Adobe has introduced a new tool for site search powered by Omniture, aimed at helping marketers anticipate visitor search intent and promote relevant products and content. It’s called Search&Promote. The real goal of the tool is to cut down bounce rates.
"Since search is the primary form of navigation on many websites, it is often the first step a potential customer takes toward meeting his or her online goals – especially on mobile-optimized websites," says Adobe. "When visitors cannot easily find what they are looking for early into their website visit, they may leave to search elsewhere for what they need. As a result, key metrics such as online engagement, conversion, average order value (AOV) and visitor retention can be negatively impacted."

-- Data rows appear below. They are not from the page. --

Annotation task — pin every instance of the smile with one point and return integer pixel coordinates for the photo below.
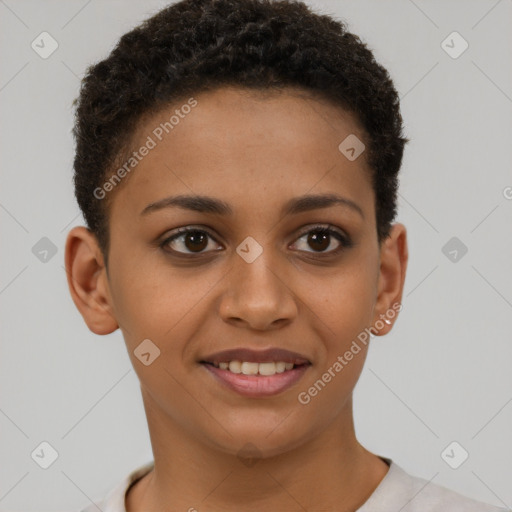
(257, 379)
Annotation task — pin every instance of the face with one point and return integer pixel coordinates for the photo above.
(254, 265)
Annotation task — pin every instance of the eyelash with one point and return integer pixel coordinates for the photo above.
(345, 242)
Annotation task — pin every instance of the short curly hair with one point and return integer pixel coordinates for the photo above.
(197, 45)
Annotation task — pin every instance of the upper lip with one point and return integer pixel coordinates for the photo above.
(256, 356)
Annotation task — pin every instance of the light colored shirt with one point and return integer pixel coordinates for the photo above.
(397, 491)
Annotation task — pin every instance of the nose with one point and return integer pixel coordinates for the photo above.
(258, 295)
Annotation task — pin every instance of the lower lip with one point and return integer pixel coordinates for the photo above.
(258, 385)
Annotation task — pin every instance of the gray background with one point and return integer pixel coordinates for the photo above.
(441, 375)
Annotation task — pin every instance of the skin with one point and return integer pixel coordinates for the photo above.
(254, 151)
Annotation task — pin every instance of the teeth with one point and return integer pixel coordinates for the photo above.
(248, 368)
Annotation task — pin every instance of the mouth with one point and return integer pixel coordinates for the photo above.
(257, 373)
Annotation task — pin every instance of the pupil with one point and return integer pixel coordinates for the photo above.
(195, 241)
(319, 237)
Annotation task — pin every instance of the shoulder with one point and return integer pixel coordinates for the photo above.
(401, 491)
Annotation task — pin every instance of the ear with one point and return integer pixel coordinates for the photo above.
(394, 256)
(88, 280)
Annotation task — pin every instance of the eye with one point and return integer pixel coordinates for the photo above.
(193, 240)
(320, 238)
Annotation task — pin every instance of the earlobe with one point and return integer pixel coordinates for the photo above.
(87, 280)
(393, 266)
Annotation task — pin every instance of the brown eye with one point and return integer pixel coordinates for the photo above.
(188, 241)
(321, 238)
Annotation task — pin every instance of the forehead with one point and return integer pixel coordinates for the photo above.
(247, 147)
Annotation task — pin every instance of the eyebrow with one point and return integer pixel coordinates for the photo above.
(206, 204)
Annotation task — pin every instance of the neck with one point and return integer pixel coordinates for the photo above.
(331, 471)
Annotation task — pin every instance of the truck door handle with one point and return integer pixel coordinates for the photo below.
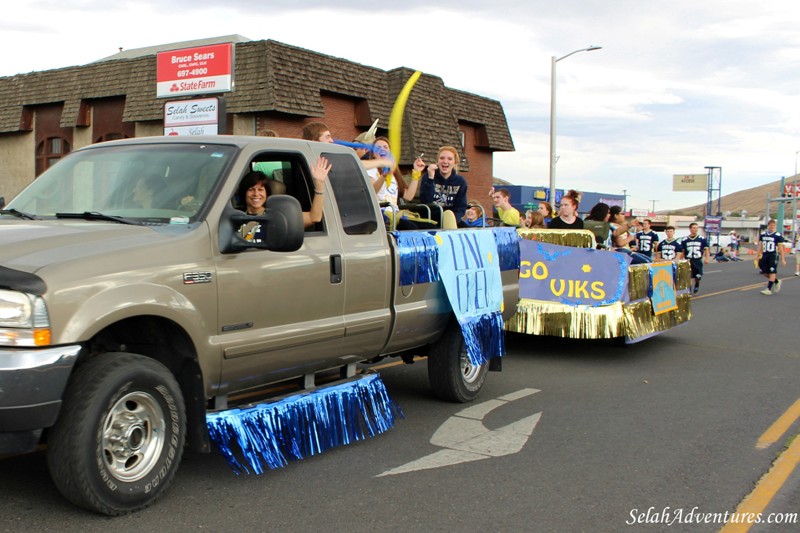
(336, 268)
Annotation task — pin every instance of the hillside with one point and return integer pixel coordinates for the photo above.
(753, 200)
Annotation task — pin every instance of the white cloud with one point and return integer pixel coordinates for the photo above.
(677, 86)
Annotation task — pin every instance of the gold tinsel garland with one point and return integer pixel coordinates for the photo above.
(633, 320)
(580, 238)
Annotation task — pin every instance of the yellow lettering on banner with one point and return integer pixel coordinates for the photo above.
(560, 291)
(581, 289)
(524, 269)
(597, 290)
(540, 271)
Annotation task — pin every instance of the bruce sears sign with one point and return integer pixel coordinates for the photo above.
(690, 182)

"Every onsite search query is an opportunity," explains Brad Rencher, VP and general manager of Adobe’s Omniture Business Unit. "Each search is a customer telling you what they want, what they are interested in, or what they want to purchase or download. With Adobe Search&Promote, our customers can use search and navigation as a way to dynamically deliver the right content, products and offers to the right visitors. Each search becomes an opportunity to optimize how visitors browse, find, compare and select relevant products and content across screens and devices – driving visitors to convert at a higher rate and leave much more satisfied."
Search&Promote integrates with other products from Adobe’s Online Marketing Suite, such as Test&Target, Recommendations, and Scene7. With Test&Target, Search&Promote users can test search experiences, marketing, or results pages against each other. Recommendations can be integrated into search results, and Scene 7 lets users enhance search results visually.
Around this time last year, Google launched Commerce Search, also aimed at improving bounce rates for product search on sites. "Search quality is a big factor in changing visitors to buyers online, and in making customers happy too," the company said. "Visitors spend an average of just eight seconds before deciding whether or not to remain on a website, so having a good search tool is important for turning visitors into buyers."